Zbudowaliśmy wielką organizację. Pod skrzydłami Panthers Wrocław trenuje blisko 350 zawodników i zawodniczek w czterech różnych dyscyplinach sportu. Mamy profesjonalną bazę treningową na Stadionie Olimpijskim, której może pozazdrościć nam nie jeden klub sportowy w Polsce czy Europie. Dysponujemy budżetem, który bez problemu pozwoliłby nam na rywalizację w ekstralidze koszykarzy. Mimo tego, z uwagi na specyfikę i koszty związane z uprawianiem futbolu amerykańskiego, gdzie na jeden mecz podróżujemy w około 80 osób, nasi zawodnicy nadal muszą godzić sportową karierę z pracą, bo bez niej nie mogliby się utrzymać – opowiada Michał Latoś, prezes Panthers Wrocław.

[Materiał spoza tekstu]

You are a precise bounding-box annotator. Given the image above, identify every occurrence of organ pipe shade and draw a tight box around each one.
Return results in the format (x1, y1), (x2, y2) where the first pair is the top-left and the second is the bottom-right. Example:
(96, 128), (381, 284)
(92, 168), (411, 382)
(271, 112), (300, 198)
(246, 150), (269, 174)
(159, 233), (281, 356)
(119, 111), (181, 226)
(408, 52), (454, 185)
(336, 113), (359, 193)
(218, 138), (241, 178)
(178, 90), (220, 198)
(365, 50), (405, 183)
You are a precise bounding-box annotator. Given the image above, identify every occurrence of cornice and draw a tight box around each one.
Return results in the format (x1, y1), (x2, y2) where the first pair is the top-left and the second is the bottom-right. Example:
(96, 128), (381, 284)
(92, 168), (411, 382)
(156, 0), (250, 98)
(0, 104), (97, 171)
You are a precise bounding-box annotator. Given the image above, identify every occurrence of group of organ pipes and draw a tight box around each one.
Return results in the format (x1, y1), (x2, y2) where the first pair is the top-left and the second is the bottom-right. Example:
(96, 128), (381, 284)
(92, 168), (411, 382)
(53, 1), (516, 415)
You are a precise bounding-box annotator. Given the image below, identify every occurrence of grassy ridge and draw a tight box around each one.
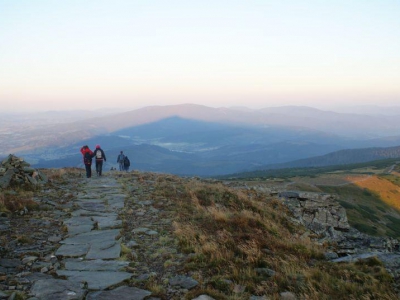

To pasja. Klub osiągnął bardzo wysoki poziom i działa w sposób całkowicie profesjonalny, tak jak drużyny koszykówki czy siatkówki, jednak jego popularność nie jest jeszcze na tyle duża, aby gracze mogli utrzymać się z gry. Dlatego muszą godzić swoje wielkie sportowe aspiracje i marzenia ze zwyczajnym życiem. Często kosztem dużych wyrzeczeń, jednak nikt nie narzeka – każdy skupia się wyłącznie na celu, a tym zawsze jest zdobycie mistrzostwa.